-«¡Me cago en los civiles!» Decía Juan Miguel el del Pósito con su barrigota mientras María, su mujer, sentada al lado de la ventana pendiente de quién pasaba tras el cristal, con un ojo en la calle Quevedo y el otro en la Plaza.
Eran expresiones suyas, las de Juan Miguel, y lo que decía cuando intentaba, quien fuese, rapiñear algo, sobretodo bolsas de «pelotazos» y «Gublins», lo más cotizado, al igual que los chicles Boomer enrollados. Cinco duros que costaban, lo mismo que un sobre de estampas de la liga, donde en realidad Prosinečky fue valorado.
-«¡Te vas a enterar de lo que es bueno so sinvergüenza!» Exclamaba la Salailla cuando pedías un polo o helado que no tenía en el cartel, pero ella, buenamente buscaba en el arcón mientras intentábamos coger los melones sabor lima o un puñado de gominolas sabor Coca-Cola, que eso sabía a lo que sabía, pero nos parecía la gloria, y entretanto, su nieto y Matute con la «pelotilla» marcando en los banquillos de la plaza al igual que Maradona contra Inglaterra dos goles.
-«¡Nene te reviento!» Exclamaba de forma amigable Juan el del jardín, cuando se volvía a coger los «flash» de Kélia o «Pituflahs» y al darse la vuelta te pillaba con la mano dentro del bote de los dientes de Drácula…en fin, todo fuera por la sangre.

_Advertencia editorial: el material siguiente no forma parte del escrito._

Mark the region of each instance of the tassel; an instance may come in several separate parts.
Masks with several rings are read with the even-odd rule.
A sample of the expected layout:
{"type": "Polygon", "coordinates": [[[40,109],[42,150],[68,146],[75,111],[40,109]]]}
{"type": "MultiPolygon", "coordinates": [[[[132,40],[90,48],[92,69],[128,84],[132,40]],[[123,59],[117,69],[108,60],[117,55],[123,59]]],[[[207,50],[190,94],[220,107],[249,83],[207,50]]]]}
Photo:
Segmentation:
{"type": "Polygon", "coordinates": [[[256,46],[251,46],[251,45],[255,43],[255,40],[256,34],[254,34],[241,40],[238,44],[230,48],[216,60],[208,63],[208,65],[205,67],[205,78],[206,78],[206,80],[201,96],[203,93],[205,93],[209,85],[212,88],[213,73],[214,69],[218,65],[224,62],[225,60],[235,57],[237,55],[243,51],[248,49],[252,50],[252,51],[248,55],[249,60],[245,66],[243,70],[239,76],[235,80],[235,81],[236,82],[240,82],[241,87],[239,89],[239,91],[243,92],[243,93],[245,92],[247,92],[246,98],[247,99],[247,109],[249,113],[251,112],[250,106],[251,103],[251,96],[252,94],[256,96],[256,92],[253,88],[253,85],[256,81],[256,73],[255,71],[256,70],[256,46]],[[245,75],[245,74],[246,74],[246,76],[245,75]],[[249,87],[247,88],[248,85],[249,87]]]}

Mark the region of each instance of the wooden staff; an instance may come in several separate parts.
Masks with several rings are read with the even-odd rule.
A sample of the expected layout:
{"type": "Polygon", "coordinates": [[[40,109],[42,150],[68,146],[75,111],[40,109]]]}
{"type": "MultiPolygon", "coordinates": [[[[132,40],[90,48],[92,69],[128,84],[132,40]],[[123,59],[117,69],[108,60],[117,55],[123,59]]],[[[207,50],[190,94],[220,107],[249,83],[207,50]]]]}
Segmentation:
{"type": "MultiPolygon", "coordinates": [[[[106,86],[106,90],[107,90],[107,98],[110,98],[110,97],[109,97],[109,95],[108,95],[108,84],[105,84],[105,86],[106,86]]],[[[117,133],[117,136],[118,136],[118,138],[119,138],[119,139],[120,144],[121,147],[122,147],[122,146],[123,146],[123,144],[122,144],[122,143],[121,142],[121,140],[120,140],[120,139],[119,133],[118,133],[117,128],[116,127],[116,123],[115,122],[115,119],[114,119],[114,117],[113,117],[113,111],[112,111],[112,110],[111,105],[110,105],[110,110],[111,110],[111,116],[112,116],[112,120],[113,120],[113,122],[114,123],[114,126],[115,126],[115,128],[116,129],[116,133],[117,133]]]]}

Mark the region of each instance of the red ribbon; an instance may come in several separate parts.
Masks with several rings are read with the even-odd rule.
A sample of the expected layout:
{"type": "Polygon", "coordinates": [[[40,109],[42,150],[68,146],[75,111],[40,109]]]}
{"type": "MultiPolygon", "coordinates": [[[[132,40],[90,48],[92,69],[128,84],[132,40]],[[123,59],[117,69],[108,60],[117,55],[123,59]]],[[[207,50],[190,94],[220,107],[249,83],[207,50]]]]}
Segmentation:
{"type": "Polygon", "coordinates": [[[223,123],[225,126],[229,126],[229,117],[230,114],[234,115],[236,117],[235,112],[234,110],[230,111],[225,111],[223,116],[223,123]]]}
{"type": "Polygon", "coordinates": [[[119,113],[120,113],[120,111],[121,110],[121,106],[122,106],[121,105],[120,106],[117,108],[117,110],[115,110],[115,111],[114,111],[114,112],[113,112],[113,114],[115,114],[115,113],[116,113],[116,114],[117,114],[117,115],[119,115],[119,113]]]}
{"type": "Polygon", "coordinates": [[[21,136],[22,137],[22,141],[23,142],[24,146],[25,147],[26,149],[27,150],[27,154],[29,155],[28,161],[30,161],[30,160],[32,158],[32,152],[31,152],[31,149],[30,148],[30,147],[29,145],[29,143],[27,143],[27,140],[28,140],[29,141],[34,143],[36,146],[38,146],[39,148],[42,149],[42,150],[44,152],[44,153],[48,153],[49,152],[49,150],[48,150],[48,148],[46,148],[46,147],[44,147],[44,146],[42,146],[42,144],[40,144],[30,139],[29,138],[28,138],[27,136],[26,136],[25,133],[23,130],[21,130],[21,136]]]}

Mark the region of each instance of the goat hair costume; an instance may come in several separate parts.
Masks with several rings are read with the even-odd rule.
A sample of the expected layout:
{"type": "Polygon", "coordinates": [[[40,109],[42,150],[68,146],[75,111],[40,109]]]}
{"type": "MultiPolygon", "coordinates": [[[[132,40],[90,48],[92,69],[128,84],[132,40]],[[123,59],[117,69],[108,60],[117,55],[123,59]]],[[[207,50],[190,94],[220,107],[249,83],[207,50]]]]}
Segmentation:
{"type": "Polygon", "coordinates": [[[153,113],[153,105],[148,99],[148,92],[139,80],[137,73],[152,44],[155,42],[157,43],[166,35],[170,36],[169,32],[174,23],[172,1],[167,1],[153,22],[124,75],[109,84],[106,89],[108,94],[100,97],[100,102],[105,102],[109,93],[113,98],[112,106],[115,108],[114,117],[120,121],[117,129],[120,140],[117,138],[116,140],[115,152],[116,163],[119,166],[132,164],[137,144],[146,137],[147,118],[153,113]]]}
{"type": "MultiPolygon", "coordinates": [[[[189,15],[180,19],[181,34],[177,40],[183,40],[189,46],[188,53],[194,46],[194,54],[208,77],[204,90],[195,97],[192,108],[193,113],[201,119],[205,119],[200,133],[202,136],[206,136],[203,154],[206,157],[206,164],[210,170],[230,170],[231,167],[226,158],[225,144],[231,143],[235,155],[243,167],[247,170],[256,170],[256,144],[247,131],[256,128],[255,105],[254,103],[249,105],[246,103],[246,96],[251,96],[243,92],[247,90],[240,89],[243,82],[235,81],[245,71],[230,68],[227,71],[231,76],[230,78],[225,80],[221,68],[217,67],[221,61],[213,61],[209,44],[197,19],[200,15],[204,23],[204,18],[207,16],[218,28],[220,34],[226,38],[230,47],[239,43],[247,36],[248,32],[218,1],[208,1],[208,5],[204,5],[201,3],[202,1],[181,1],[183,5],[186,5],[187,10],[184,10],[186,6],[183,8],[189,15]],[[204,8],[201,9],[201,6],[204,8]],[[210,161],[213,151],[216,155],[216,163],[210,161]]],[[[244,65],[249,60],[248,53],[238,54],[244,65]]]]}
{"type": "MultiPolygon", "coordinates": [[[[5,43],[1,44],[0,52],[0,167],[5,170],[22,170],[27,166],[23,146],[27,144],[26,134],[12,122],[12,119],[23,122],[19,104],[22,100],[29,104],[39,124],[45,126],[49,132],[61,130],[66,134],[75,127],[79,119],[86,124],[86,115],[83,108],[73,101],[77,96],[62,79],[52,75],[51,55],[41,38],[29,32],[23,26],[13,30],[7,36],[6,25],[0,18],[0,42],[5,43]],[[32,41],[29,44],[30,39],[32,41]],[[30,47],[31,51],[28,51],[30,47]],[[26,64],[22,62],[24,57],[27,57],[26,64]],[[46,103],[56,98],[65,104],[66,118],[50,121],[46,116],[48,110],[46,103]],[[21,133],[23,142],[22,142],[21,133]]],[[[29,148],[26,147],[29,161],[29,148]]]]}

-Qué menos no recordar a Cuquitos, tan tranquilo ahora, amigo mío, pero, medía los cortes como nadie, no perdía ni una peseta, y menos con la presencia de su madre, con sus gafas, tanto de luces cortas como de largas, viendo todo, incluso las intenciones… como estatua ecuestre silenciosa conforme entrabas a la derecha, sentada en su butaca y mesa camilla pendiente de los nenes que entraban en la competencia o de quién bajaba de Santa María. Si empezaba a hacer frío, con sus agujas de lana y de ganchillo, con muy pocas ganas de permanecer en Santisteban, irse al Levante que allí pasaba menos frío.
Eran, que yo recuerde, las golosinas más duras que mis dientes probaron, pues de verano a verano las mismas fueron, algunas caducaron… pero, he de decir, que los cortes de helado de turrón eran únicos, inigualables, al igual que su medida milimétrica a la hora del corte;
-Dame otra galleta – decíamos con cara de necesidad cuando pedíamos un helado gastando de una tacada nuestro presupuesto para el sábado. El, tan simpático, te respondía…
– Que te la dé tu padre –
Y, ¿Que pasaba? Pues que cuando salías por el umbral de la puerta, si no era yo, era otro el que exclamaba – ¡Cuquitos cabrón! -, y en eso consistía nuestra venganza, soltarlo y salir corriendo.
Mucha gracia no le hacía al hombre lo del apodo, incluso le molestaba, y si tenía ganas, te correteaba. Nadie sabía el porqué ni el cuando ni dónde, pero para todos era «Cuquitos»,  el que se lo pusiera…que se lo quite.